Emissions are location-based: they reflect the local grid mix and do not account for providers' renewable-energy purchases or carbon offsets. Those can be applied separately when assessing Scope 3 emissions.

Water

Water combines two parts, per region:

  • On-site — cooling water at the data center, via its Water Usage Effectiveness (WUE). Vendor fallbacks: AWS ~0.15, Azure ~0.27, GCP ~1.0 L/kWh, with per-region values where published. Google publishes no per-region WUE table; the only GCP regions set apart are the data centers it states are air-cooled (Montréal, Phoenix, Sydney), treated as ~0 on-site water — every other GCP region uses the ~1.0 fallback.

  • Off-site — water used to generate the electricity, via a grid water-intensity factor (EWIF). Per-region where available; otherwise a US grid average of ~3.1 L/kWh.

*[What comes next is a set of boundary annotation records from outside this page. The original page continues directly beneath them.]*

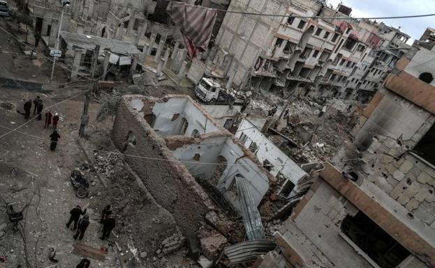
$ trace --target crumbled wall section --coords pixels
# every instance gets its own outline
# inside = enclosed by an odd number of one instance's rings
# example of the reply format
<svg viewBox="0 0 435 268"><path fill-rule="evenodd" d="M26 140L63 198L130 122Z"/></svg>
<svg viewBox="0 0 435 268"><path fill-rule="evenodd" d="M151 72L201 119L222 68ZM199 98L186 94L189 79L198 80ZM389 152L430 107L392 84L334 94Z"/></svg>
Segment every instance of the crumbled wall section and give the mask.
<svg viewBox="0 0 435 268"><path fill-rule="evenodd" d="M132 169L140 177L157 203L172 214L182 231L193 232L213 205L186 167L172 156L165 141L143 117L132 112L133 109L127 104L128 98L124 97L118 108L112 140L125 154L163 159L126 157ZM130 131L137 137L135 145L128 144Z"/></svg>
<svg viewBox="0 0 435 268"><path fill-rule="evenodd" d="M388 211L374 197L369 196L356 184L346 180L341 173L331 164L327 164L320 173L320 177L343 195L352 204L376 222L382 229L404 246L411 253L426 260L427 264L435 266L435 248L433 246L433 233L429 229L421 228L419 233L415 229L421 226L415 219L413 227L405 224L403 219Z"/></svg>

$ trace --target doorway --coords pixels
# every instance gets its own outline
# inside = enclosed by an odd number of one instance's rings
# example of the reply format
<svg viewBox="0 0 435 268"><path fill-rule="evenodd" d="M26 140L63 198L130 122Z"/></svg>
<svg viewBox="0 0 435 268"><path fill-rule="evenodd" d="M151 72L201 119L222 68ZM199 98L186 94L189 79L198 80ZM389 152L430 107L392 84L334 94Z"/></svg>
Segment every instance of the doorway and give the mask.
<svg viewBox="0 0 435 268"><path fill-rule="evenodd" d="M36 33L42 33L43 20L44 19L42 17L36 17L36 22L35 22L35 31Z"/></svg>

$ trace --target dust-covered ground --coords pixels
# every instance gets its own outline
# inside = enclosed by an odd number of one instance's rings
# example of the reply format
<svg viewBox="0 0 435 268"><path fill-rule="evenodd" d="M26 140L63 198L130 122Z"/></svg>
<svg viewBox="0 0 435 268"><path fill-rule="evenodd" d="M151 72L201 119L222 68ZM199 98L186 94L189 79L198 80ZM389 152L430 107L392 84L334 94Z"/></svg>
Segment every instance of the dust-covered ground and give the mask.
<svg viewBox="0 0 435 268"><path fill-rule="evenodd" d="M82 257L72 253L73 245L78 241L74 240L74 232L65 224L69 211L77 205L87 207L91 219L80 242L97 249L108 249L104 262L91 259L92 267L196 266L184 258L185 247L166 255L162 253L163 240L169 237L181 244L183 237L170 214L156 203L131 174L122 157L107 152L117 152L110 140L113 118L96 122L98 104L91 103L86 137L78 142L83 96L66 100L76 93L42 95L2 89L0 194L6 202L14 203L16 210L24 207L24 219L19 231L14 232L4 203L1 203L0 256L7 258L6 267L50 267L50 247L57 251L58 267L75 267ZM48 136L52 129L44 128L43 120L27 121L16 111L22 112L23 98L36 94L40 95L46 107L53 106L52 111L61 116L57 127L61 138L54 152L49 149ZM20 127L11 132L17 127ZM80 170L90 183L87 198L76 197L69 182L75 168ZM117 224L111 237L102 241L100 213L108 204L112 205Z"/></svg>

Water-stressed share. Spotter also shows what portion of water use falls in water-stressed regions — those the WRI Aqueduct 4.0 atlas rates "high" or "extremely high" baseline water stress (≥40% of available supply withdrawn annually). It is a binary regional flag, not a scarcity-weighted volume.

AI usage

AI token usage is estimated from token counts using per-model-class energy coefficients, weighted toward output tokens (input/cached tokens count for ~10% of an output token). Approximate values:

Model class

kWh per million output tokens

Embedding

0.02

Small

0.1

Medium

0.4

Large

1.3

Frontier / reasoning

2.5

These are rougher than the hardware-based compute figures, since providers don't disclose the model or hardware behind a token.

On-premises comparison

To estimate savings versus running the same workload on-premises, Spotter applies a reference on-prem PUE of 1.55 (Uptime Institute Global Data Center Survey 2024) against the more efficient cloud PUEs above. This is a generic benchmark — a specific on-prem facility may differ.

ESG / CSRD reporting

Spotter supports ESG and CSRD reporting by giving visibility into Scope 3 cloud emissions, energy and water across AWS, Azure and GCP, from the start of the previous calendar year through the current month. The outputs are estimates intended to support reporting and decision-making, not to replace audited emissions accounting.